O exemplo anterior referia-se a tratar um problema emocional tratando um órgão. Vamos ver agora como tratar um órgão tratando um problema emocional.

Se a disfunção primária era a emoção (cérebro), então “despertar um pequeno algo” (wake up a little something) entre o cérebro e o seu órgão “alvo” principal, irá criar uma mudança no padrão da memória dos tecidos. O estômago era neste caso, o órgão alvo num padrão de stress social. Este paciente vem duma família de “em vez de quem és, mostra-me do que és capaz”. O estômago representa o nosso Eu em relação aos outros, no trabalho e em sociedade. Falta de auto confiança na infância, incapacidade de lidar com o falhanço, problemas com os superiores, originaram contracções, sensações de ardor e frequentes arrotos, tudo sinais de inquietação. A abordagem sintomática a nível estrutural proporcionará apenas alívio parcial e os problemas profundos latentes permanecerão. Ligando as estruturas cerebrais onde se encontra armazenada a emoção às estruturas viscerais onde ela se manifesta, a comunicação poderá ser restabelecida.

O Movimento parece ser uma forma dos órgãos comunicarem com o cérebro e vice-versa.
A ausência ou diminuição de movimento é como uma restrição dos estímulos cerebrais aferentes, afectando o vaivem da comunicação, por si só suficiente para diminuir o estado energético e a vitalidade do órgão afectado.
Desta forma, cada movimento ou alteração que o diminua, provoca enorme efeito. Fazendo a ligação certa, conseguindo a libertação correcta, a sua percepção é imediata nos dois extremos. Sentir-se-à no cérebro e no âmago da víscera. Haverá um aumento do movimento e em seguida sentiremos uma série de actividades de auto correcção até à sincronização das duas áreas. Há um sistema de consciência interno. Há diálogo através de forças mecânicas, há inteligência. Podemos afectar positivamente esta comunicação. O Dr. Jean Pierre Barral diz que a inteligência pode ser vista como “a coordenação da consciência”.
Quando lidamos com este aspecto do trabalho viscero-emocional existem, segundo ele, diversos princípios a respeitar:

“O objectivo é descarregar a tensão na mente e no corpo em pouco tempo e com precisão.

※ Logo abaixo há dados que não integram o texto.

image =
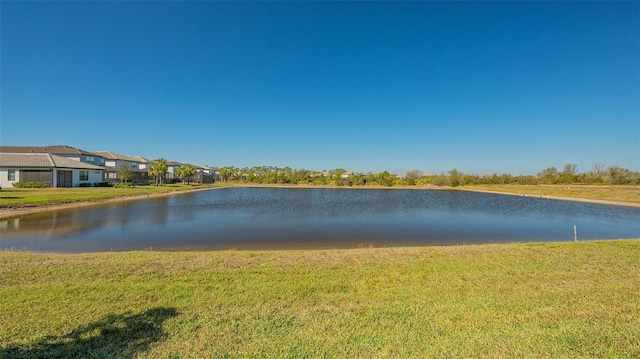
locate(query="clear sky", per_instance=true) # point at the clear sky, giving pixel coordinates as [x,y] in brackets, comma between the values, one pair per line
[483,87]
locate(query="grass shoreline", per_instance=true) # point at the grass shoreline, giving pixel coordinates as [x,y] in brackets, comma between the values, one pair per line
[609,195]
[511,300]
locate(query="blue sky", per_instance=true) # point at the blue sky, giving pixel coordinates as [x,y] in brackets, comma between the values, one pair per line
[484,87]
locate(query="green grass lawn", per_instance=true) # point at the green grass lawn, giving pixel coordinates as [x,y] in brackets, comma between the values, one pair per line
[517,300]
[34,197]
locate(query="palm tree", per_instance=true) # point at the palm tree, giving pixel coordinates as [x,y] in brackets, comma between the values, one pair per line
[158,169]
[186,172]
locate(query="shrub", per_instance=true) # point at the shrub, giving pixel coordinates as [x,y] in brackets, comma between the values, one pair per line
[30,185]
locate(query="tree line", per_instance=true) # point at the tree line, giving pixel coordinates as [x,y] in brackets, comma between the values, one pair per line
[599,174]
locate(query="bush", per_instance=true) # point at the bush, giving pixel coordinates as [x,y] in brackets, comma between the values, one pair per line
[30,185]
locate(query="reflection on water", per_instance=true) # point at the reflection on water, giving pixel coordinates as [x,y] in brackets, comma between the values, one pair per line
[263,218]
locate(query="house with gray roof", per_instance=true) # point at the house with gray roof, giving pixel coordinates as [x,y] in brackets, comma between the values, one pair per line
[139,166]
[65,151]
[54,170]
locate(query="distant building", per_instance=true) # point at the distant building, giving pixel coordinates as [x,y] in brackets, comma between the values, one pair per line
[139,166]
[54,170]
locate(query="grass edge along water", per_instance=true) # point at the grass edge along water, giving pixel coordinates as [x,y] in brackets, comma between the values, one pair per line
[524,300]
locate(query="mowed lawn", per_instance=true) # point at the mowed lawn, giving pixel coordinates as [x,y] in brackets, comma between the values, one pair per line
[516,300]
[38,197]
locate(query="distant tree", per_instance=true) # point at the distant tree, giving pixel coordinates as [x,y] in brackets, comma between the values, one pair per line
[158,169]
[125,174]
[413,176]
[455,177]
[598,172]
[569,172]
[185,172]
[549,175]
[226,173]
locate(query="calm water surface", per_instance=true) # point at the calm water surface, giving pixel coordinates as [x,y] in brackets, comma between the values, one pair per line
[293,218]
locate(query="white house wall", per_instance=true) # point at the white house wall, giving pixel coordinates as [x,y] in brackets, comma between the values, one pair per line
[95,176]
[4,178]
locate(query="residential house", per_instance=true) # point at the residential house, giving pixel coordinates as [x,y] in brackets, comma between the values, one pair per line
[139,166]
[65,151]
[54,170]
[172,167]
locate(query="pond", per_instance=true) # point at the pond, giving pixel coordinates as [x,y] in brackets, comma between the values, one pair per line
[297,218]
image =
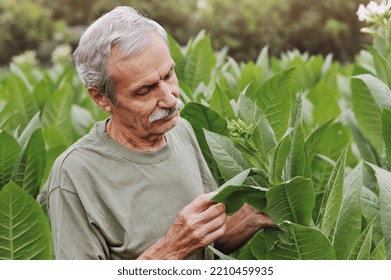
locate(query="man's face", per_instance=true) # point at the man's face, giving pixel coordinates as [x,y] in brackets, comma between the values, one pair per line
[146,89]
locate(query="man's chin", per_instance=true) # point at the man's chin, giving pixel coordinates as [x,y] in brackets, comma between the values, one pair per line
[166,124]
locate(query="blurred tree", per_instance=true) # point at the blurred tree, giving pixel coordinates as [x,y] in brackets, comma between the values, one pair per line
[244,26]
[23,25]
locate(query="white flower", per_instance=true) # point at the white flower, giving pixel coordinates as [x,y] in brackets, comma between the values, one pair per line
[362,13]
[61,54]
[374,12]
[27,58]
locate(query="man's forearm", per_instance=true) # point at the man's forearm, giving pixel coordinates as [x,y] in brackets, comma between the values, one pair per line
[240,227]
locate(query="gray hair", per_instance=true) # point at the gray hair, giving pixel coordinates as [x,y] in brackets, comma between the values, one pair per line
[123,27]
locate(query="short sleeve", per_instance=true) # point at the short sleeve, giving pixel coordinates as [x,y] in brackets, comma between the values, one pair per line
[75,237]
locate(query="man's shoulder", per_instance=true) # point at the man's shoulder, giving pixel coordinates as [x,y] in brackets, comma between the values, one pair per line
[82,148]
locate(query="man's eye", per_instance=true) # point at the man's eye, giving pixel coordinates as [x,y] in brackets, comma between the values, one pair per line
[144,90]
[168,76]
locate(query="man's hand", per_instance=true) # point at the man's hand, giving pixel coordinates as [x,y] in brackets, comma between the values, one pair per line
[241,227]
[200,223]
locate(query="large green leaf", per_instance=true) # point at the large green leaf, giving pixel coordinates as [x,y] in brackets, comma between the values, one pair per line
[234,193]
[33,125]
[22,101]
[348,223]
[202,117]
[263,241]
[263,136]
[250,76]
[9,152]
[382,66]
[367,151]
[367,114]
[313,140]
[362,247]
[332,198]
[291,201]
[321,168]
[379,91]
[304,243]
[334,140]
[228,158]
[200,60]
[24,229]
[386,129]
[384,180]
[277,158]
[220,103]
[275,97]
[379,253]
[297,163]
[30,167]
[57,111]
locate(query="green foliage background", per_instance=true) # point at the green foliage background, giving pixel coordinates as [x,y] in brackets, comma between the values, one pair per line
[318,27]
[302,137]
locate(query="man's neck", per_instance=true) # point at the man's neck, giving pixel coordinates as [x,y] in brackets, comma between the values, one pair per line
[133,141]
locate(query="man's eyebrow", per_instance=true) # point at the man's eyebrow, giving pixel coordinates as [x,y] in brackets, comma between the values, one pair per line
[149,84]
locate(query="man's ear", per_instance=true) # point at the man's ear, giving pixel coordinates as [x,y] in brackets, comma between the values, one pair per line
[102,101]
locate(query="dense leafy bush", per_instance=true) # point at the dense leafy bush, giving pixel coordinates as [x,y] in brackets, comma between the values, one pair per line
[243,26]
[24,24]
[301,137]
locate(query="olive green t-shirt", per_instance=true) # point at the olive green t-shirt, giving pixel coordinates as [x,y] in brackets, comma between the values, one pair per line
[106,201]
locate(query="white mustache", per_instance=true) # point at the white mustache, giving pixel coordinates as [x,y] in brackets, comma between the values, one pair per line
[164,113]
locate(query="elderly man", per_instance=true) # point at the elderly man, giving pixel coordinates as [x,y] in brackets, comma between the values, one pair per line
[137,186]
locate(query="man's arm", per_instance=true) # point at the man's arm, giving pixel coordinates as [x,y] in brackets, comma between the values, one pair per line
[200,223]
[241,226]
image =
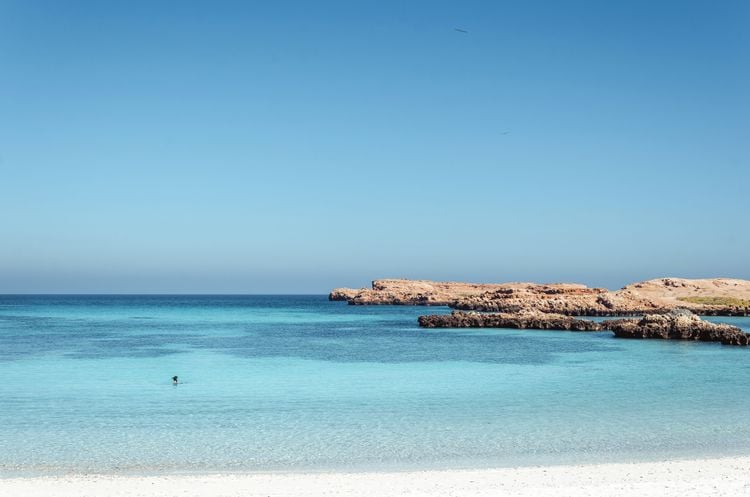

Isto é ir muito profundamente dentro do sistema límbico”.
“Respeitar a vida profunda da pessoa”.
“A precisão é aquilo de que pessoalmente gosto”.
“Limpar uma pequena parte do inconsciente, e não permitir que a pessoa fique stressada por nada por você estar no seu limite”.
“Respeitar a vida profunda de uma pessoa”, pois para o Dr. Barral tem de se merecer penetrar nos tecidos do corpo e da mente. O conhecimento anatómico, a especificidadena escuta e seguir a inteligência dos tecidos, são as máximas do trabalho do Jean Pierre Barral.

O Dr. Barral editou recentemente o livro “Understanding the messages of your body – How to Interpret Physical and Emotional Signals to Achieve Optimal Health" (Compreender as mensagens do vosso corpo – Como interpretar os sinais físicos e emocionais para Conseguir uma Óptima Saúde) bem como outro publicado em 1996, intitulado “ Manual Thermal Diagnosis” (O Diagnóstico Térmico Manual). Ambos falam das emoções e o seu relacionamento com os órgãos do corpo, fruto da sua observação ao longo dos anos de prática clínica.